If the workaround is the solution, I am more than happy to open a Pull Request for it. If not, and you have a hint where to look into to have a better understanding of the problem, I am interested to help, if needed.

rocky commented 2 months ago

Thanks for the detailed report, and proposed fix (which is correct).

I have a feeling this may be too naive of an approach.

Happily, the simple approach I think is correct. It will be fixed soon.

There may be deeper issues with allowing _stmts directly into the whilestmt38 codeblock. I may think that it would be part of l_stmts, or that the parser/ast need a tweak to understand that it is a l_stmts instead of a _stmts.

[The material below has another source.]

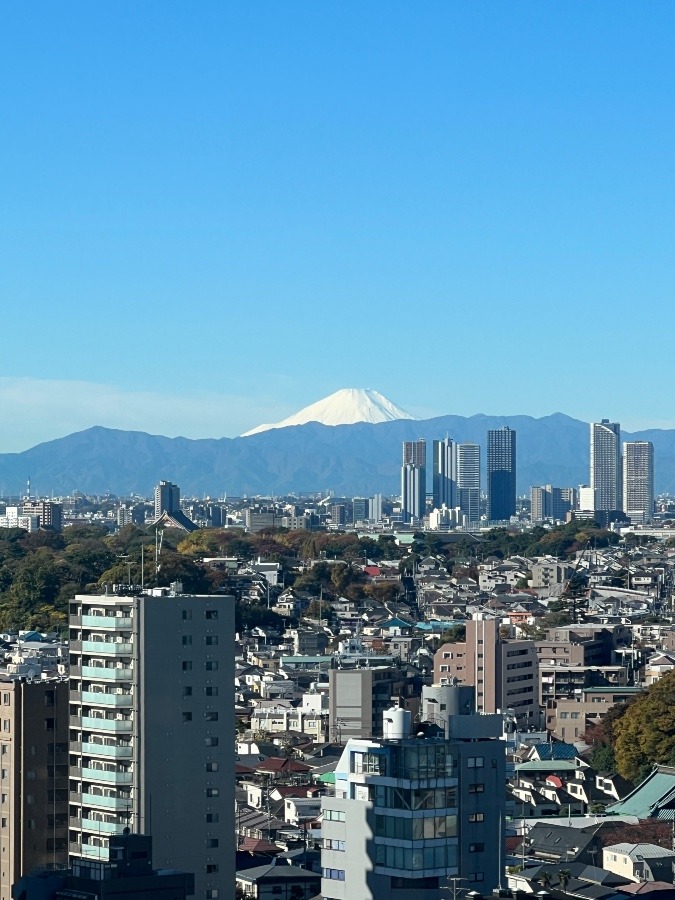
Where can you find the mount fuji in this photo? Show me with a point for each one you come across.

Let me explain the difference between stmts, _stmts and l_stmts; stmts is one or more statements (stmt) while _stmts is zero or more statements. (stmts_opt might be a clearer name). And l_stmts was supposed to be stmts augmented with the kinds of statements that can only be found in loops, such as break and continue.

Right now, there is a bit of looseness here in the gramma. The distinction between the various kinds of "stmt" was done a while ago. I am currently in the process of redoing the entire grammar where I hope to tighten things up.

In the way old Python 2.3 code which made its way to Python 2.7 before I picked this up, there were not the reduction checks. That is, instead of:

... (2, ("l_stmts", "l_stmts_opt", "pass", "_stmts")), ... 

what written was:

... 2, ...

Over time I have been adding in those additional checks. I sometimes get things wrong though. That's why I work on debuggers.